The US marine sniper course is one of the hardest training courses in the military, with a failure rate of more than 60% and a long list of prerequisites for recruits, including “a high degree of maturity, equanimity and common sense“. Clearly Whitman was highly intelligent and at the time he was in the Corp he may have possessed a degree of common sense. However it is worth noting that he was not trained as a sniper.

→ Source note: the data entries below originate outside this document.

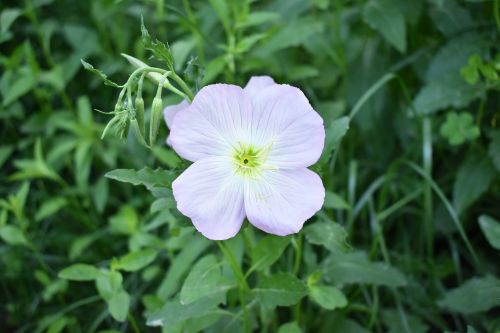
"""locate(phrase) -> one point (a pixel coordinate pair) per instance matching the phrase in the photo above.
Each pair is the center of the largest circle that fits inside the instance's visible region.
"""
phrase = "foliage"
(407, 240)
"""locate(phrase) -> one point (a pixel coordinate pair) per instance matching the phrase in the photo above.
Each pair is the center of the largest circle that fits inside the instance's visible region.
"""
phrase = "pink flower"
(251, 148)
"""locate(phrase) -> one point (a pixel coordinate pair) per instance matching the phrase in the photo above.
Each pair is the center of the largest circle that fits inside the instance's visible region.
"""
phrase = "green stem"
(183, 86)
(240, 277)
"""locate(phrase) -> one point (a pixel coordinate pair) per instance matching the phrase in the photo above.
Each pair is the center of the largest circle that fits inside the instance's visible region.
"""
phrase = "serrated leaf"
(476, 295)
(79, 272)
(491, 229)
(204, 280)
(267, 251)
(383, 16)
(135, 261)
(331, 235)
(99, 73)
(280, 289)
(146, 176)
(327, 297)
(348, 268)
(473, 179)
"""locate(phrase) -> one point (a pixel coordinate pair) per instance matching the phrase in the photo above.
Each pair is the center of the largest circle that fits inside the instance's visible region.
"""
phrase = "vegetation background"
(408, 239)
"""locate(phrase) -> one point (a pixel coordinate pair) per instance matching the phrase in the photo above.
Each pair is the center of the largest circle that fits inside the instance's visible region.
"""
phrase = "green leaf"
(118, 305)
(159, 50)
(135, 261)
(331, 235)
(80, 272)
(12, 235)
(99, 73)
(7, 17)
(473, 179)
(491, 229)
(494, 149)
(291, 327)
(348, 268)
(476, 295)
(328, 297)
(222, 9)
(173, 312)
(204, 280)
(267, 251)
(459, 128)
(108, 283)
(384, 16)
(50, 207)
(280, 289)
(146, 176)
(335, 201)
(126, 221)
(192, 247)
(334, 134)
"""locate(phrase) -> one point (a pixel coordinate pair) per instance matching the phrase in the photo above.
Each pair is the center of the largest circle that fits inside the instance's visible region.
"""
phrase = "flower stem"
(240, 277)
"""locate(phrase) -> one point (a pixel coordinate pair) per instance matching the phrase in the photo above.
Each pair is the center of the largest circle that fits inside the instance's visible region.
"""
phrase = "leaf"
(99, 73)
(328, 297)
(118, 305)
(348, 268)
(12, 235)
(146, 176)
(267, 251)
(459, 128)
(494, 149)
(173, 312)
(280, 289)
(182, 262)
(476, 295)
(473, 179)
(383, 16)
(204, 280)
(7, 17)
(80, 272)
(291, 327)
(126, 221)
(448, 91)
(335, 201)
(331, 235)
(334, 134)
(24, 82)
(50, 207)
(491, 229)
(159, 50)
(108, 283)
(135, 261)
(222, 9)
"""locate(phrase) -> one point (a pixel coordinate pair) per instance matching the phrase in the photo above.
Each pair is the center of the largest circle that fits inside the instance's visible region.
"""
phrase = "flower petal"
(171, 111)
(211, 195)
(217, 119)
(256, 84)
(284, 121)
(279, 202)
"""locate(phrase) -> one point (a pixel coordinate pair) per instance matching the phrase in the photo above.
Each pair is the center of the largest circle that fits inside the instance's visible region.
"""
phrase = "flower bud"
(139, 113)
(156, 117)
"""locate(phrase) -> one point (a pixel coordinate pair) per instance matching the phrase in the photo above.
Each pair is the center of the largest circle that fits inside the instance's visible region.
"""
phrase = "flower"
(251, 148)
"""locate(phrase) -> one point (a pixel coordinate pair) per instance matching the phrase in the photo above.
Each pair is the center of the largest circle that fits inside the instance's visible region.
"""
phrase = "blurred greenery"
(409, 235)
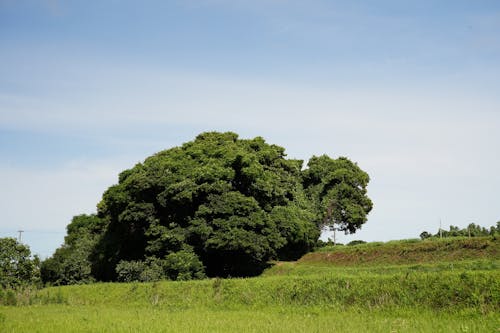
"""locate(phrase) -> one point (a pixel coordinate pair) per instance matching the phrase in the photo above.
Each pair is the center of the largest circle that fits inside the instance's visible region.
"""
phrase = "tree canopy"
(218, 206)
(17, 266)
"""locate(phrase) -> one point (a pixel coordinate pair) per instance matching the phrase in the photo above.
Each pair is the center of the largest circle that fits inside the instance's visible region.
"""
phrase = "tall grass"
(405, 286)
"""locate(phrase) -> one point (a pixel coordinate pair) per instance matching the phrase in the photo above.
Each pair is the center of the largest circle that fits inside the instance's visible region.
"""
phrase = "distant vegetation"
(434, 285)
(216, 206)
(472, 230)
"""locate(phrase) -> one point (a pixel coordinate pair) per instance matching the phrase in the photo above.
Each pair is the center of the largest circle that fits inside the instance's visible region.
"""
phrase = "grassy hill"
(450, 285)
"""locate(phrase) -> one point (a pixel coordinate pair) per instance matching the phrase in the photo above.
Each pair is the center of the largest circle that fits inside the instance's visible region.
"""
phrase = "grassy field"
(405, 286)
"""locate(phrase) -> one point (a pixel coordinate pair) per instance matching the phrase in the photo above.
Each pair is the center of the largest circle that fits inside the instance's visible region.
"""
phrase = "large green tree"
(17, 266)
(337, 189)
(220, 206)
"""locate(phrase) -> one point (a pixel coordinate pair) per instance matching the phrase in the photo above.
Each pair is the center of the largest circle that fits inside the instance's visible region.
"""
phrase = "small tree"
(17, 266)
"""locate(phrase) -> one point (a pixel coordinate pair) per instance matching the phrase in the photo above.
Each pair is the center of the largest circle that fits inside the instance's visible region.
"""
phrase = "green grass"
(454, 286)
(61, 318)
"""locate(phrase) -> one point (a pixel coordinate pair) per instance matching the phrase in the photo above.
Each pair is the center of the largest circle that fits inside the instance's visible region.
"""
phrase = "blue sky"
(408, 89)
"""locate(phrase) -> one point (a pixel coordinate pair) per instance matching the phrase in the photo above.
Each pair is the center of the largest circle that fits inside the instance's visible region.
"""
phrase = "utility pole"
(440, 232)
(20, 234)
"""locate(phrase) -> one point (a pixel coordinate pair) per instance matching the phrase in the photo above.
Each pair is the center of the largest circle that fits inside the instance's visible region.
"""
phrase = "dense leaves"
(71, 263)
(17, 266)
(220, 206)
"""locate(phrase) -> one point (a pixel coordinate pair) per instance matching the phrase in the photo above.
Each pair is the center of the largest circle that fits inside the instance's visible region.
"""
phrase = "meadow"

A former sniper in Bar’s interview admitted “It’s not something you can tell your wife, it’s not something you can tell your pastor” and this is in keeping with Whitman’s murder of his wife beforehand. Currently the US’s deadliest sniper has admitted that remorse does not seem to be an issue. “It is a weird feeling. Seeing an actual dead body… knowing that you’re the one that caused it now to no longer move.” But in terms of emotional reaction, he suffered no trauma.
Another sniper stated, “We were trained how to do it — but we were never trained what to do afterwards.” He believed the Marine’s attitude towards mental trauma “as very backwards.”
Whitman wasn’t officially trained to be a sniper and his suicide suggests he wasn’t prepared to live with the aftermath of his actions. Whether out of remorse, guilt or simply self-pity, Whitman didn’t fit the profile of a military sniper. He was a criminal with a twisted mind.